Una mossa che ha fatto ripiombare nel panico gli abitanti delle isole sotto il controllo della “provincia ribelle” che si trovano ad un tiro di scoppio dalle coste cinesi. In un’ipotetica invasione da parte di Pechino, infatti, le isole dell’arcipelago di Kinmen – anche per prossimità geografica- sarebbero le prime ad essere attaccate, come storicamente è avvenuto. Nella lotta per l’indipendenza di Taipei, infatti, per ben due volte i comunisti hanno cercato di prendere il controllo di Kinmen e per due volte i nazionalisti li hanno respinti.

Ad un mese di distanza dalla vista della speaker della Camera, Nancy Pelosi, a Taiwan, le provocazioni da parte di Pechino non sembrano cessare. Le ultime riguardano proprio il gruppo di isole di Kinmen, dove martedì 30 agosto, per la prima volta, le forze armate taiwanesi hanno sparato colpi di avvertimento contro droni civili cinesi, dopo che il ministero della Difesa di Taipei ha riferito che il Kinmen Defence Command ha rilevato in queste ultime settimane diverse incursioni nelle aree di Dadan, Erdan e Shiyu, le isole che formano l’arcipelago. La minaccia, dunque, arriva dall’alto. Le forze armate taiwanesi sono ben attrezzate ma non come quelle cinesi. Tsai ha accelerato la realizzazione di un programma di modernizzazione e ha reso prioritario l’aumento delle spese per la difesa. Biden, dal canto suo, si è detto pronto a chiedere formalmente al Congresso di approvare la vendita di armi a Taiwan per 1,1 miliardi di dollari. Gli abitanti dell’arcipelago di Kinmen si preparano dunque al peggio, sperando di non fare la stessa fine della Crimea.

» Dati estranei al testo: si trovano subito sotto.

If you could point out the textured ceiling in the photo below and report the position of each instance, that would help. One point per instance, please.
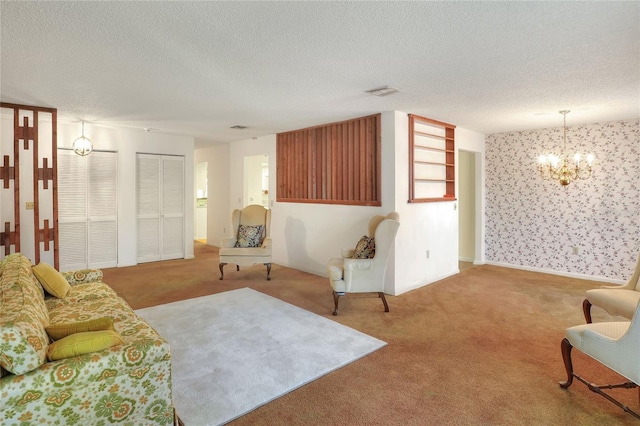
(198, 68)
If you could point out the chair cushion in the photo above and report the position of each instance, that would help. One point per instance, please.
(249, 235)
(334, 269)
(51, 280)
(615, 301)
(365, 249)
(58, 331)
(606, 330)
(83, 343)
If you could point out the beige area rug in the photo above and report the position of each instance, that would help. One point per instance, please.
(235, 351)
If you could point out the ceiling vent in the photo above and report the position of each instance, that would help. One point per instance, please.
(382, 91)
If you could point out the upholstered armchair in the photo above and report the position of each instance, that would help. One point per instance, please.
(362, 270)
(251, 243)
(614, 344)
(616, 300)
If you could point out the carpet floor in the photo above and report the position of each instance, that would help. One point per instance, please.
(481, 347)
(237, 350)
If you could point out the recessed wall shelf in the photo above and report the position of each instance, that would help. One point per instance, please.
(431, 160)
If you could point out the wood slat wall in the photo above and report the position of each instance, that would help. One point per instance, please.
(337, 163)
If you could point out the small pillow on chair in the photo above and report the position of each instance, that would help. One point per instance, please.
(52, 280)
(249, 236)
(83, 343)
(59, 331)
(365, 249)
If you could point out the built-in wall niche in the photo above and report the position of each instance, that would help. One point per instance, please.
(431, 160)
(256, 180)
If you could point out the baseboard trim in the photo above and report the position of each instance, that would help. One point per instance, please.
(560, 273)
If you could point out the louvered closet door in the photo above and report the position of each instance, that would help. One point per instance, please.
(160, 207)
(148, 206)
(72, 210)
(87, 210)
(103, 210)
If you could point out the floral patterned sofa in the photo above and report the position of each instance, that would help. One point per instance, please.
(128, 383)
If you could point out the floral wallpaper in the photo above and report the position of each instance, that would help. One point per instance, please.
(535, 223)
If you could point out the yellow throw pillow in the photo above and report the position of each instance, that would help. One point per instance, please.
(58, 331)
(51, 280)
(83, 343)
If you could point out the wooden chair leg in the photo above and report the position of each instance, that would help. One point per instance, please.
(384, 300)
(586, 308)
(568, 365)
(221, 271)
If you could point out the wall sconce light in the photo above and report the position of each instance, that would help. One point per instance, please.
(82, 146)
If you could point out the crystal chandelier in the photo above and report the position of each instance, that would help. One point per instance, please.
(82, 145)
(554, 167)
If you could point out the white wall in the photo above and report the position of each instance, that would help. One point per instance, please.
(423, 226)
(127, 143)
(307, 235)
(218, 210)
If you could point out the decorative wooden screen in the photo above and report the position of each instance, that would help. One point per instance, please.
(336, 163)
(29, 126)
(432, 174)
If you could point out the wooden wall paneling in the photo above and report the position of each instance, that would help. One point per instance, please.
(36, 198)
(16, 180)
(30, 137)
(336, 163)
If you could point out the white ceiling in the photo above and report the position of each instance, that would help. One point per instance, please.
(198, 68)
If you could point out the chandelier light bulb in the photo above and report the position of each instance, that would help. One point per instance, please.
(83, 145)
(553, 167)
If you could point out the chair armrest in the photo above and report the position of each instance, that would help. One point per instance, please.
(357, 264)
(228, 242)
(347, 253)
(618, 287)
(83, 276)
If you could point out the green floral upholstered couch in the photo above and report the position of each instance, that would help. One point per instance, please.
(129, 383)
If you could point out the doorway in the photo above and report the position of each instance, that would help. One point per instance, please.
(470, 233)
(201, 186)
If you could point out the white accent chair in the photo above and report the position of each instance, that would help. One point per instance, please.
(616, 300)
(614, 344)
(251, 215)
(349, 275)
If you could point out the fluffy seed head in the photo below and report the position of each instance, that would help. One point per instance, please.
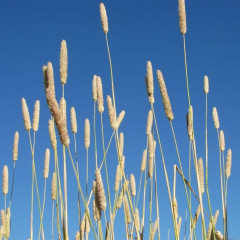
(190, 123)
(215, 118)
(94, 88)
(133, 185)
(222, 140)
(99, 95)
(99, 191)
(46, 164)
(36, 115)
(149, 82)
(15, 146)
(54, 187)
(87, 134)
(206, 85)
(104, 19)
(201, 174)
(5, 180)
(144, 160)
(26, 117)
(63, 62)
(73, 120)
(182, 16)
(228, 163)
(52, 134)
(111, 113)
(149, 122)
(165, 98)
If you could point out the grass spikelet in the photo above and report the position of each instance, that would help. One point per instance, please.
(15, 146)
(36, 115)
(52, 134)
(215, 118)
(26, 117)
(46, 164)
(120, 118)
(63, 62)
(87, 134)
(228, 163)
(133, 185)
(222, 140)
(182, 16)
(190, 123)
(144, 160)
(58, 118)
(165, 98)
(94, 88)
(5, 180)
(206, 85)
(54, 187)
(149, 122)
(63, 107)
(127, 210)
(104, 19)
(218, 235)
(149, 82)
(99, 95)
(73, 120)
(175, 207)
(111, 112)
(201, 174)
(99, 192)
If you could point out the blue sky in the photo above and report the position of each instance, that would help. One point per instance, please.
(138, 31)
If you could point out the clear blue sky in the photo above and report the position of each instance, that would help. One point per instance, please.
(139, 31)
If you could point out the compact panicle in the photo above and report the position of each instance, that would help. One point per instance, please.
(26, 117)
(63, 62)
(104, 19)
(182, 16)
(36, 115)
(165, 97)
(15, 146)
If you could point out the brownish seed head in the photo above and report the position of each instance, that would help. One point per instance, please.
(15, 146)
(104, 19)
(26, 117)
(165, 97)
(63, 62)
(182, 16)
(36, 115)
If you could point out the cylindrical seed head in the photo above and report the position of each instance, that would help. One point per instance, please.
(182, 16)
(144, 160)
(87, 134)
(201, 174)
(15, 146)
(133, 185)
(104, 19)
(149, 82)
(73, 120)
(228, 163)
(149, 122)
(26, 117)
(222, 141)
(46, 164)
(94, 88)
(63, 62)
(54, 187)
(165, 97)
(99, 192)
(5, 180)
(99, 95)
(36, 115)
(215, 118)
(206, 85)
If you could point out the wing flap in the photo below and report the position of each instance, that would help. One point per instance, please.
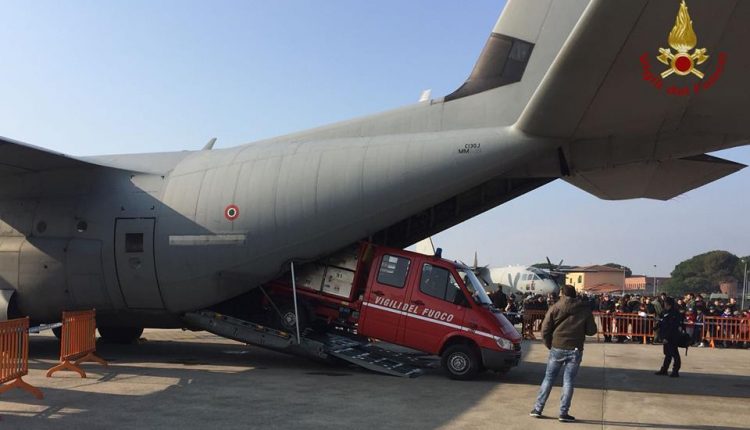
(19, 158)
(654, 180)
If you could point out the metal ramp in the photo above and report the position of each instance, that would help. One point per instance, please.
(368, 356)
(356, 351)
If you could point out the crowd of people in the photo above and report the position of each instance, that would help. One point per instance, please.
(693, 308)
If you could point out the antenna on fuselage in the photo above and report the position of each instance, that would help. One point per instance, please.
(210, 145)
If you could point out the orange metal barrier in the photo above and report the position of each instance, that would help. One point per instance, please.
(78, 342)
(532, 321)
(621, 324)
(726, 329)
(14, 356)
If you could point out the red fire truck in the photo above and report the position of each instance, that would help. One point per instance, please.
(422, 302)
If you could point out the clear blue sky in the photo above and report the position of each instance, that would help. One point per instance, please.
(91, 77)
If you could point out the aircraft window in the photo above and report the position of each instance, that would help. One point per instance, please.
(517, 60)
(439, 283)
(133, 242)
(393, 271)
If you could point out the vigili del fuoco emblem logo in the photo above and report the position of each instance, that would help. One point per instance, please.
(685, 58)
(682, 39)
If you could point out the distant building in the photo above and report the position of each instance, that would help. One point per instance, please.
(642, 284)
(596, 278)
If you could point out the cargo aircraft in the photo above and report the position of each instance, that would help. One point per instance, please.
(618, 98)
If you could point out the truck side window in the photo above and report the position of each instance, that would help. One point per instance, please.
(393, 271)
(438, 282)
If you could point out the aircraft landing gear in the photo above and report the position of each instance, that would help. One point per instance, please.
(121, 335)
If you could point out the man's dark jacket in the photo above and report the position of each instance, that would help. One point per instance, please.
(669, 325)
(567, 323)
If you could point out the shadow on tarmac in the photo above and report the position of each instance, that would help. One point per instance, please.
(200, 383)
(656, 426)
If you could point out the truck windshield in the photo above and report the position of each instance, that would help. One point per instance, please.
(475, 287)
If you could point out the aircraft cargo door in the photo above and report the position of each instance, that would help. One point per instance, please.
(134, 257)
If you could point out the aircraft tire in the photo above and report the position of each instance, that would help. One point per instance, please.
(120, 335)
(461, 362)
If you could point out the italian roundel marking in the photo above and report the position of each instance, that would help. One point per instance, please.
(232, 212)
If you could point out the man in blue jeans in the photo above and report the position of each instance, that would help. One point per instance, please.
(564, 330)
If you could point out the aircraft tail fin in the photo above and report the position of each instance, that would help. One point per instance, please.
(520, 50)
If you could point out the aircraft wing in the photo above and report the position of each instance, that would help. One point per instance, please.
(631, 124)
(598, 85)
(660, 180)
(18, 158)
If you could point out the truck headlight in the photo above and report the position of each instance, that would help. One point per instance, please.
(504, 343)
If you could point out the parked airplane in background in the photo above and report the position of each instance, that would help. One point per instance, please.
(512, 279)
(568, 89)
(519, 280)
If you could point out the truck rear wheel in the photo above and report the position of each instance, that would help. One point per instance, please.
(287, 320)
(461, 362)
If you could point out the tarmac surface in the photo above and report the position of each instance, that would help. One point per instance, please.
(191, 380)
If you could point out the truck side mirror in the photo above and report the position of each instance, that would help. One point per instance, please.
(460, 299)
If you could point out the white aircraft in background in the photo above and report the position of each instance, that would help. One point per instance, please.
(512, 279)
(518, 279)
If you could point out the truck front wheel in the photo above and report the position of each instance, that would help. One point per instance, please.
(461, 362)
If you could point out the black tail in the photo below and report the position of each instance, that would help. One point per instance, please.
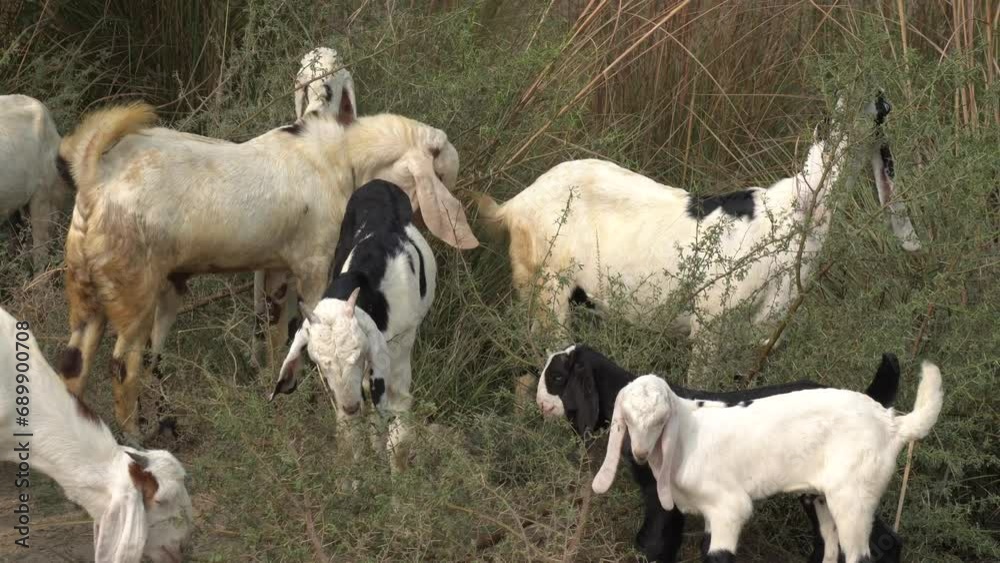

Le relazioni fra Pechino e Taiwan sono ai minimi storici, ma non è sempre stato così. Per un certo periodo, infatti, nonostante nessuna delle due parti abbia mai fatto effettivamente un passo indietro rispetto alle proprie rivendicazioni, i due Paesi hanno vissuto un momento di relativa pace, instaurando una partnership commerciale che ha fatto sì che Taiwan diventasse il principale esportatore in Cina di semiconduttori, componenti imprescindibili nell’industria dell’high tech. Tant’è che quando Pelosi è andata a Taipei, Pechino ha minacciato sanzioni contro Taiwan che hanno riguardato diversi settori tranne, appunto, quello dei semiconduttori.

Questo potrebbe significare che Xi Jiping non vuole arrivare veramente ad uno scontro frontale con Tsai Ing- Wen, ma solo creare tensioni più ad uso domestico che internazionale, minacciando concretamente quello che, al contrario di Taiwan, sembra essere agli occhi di Xi Jiping un bersaglio possibile.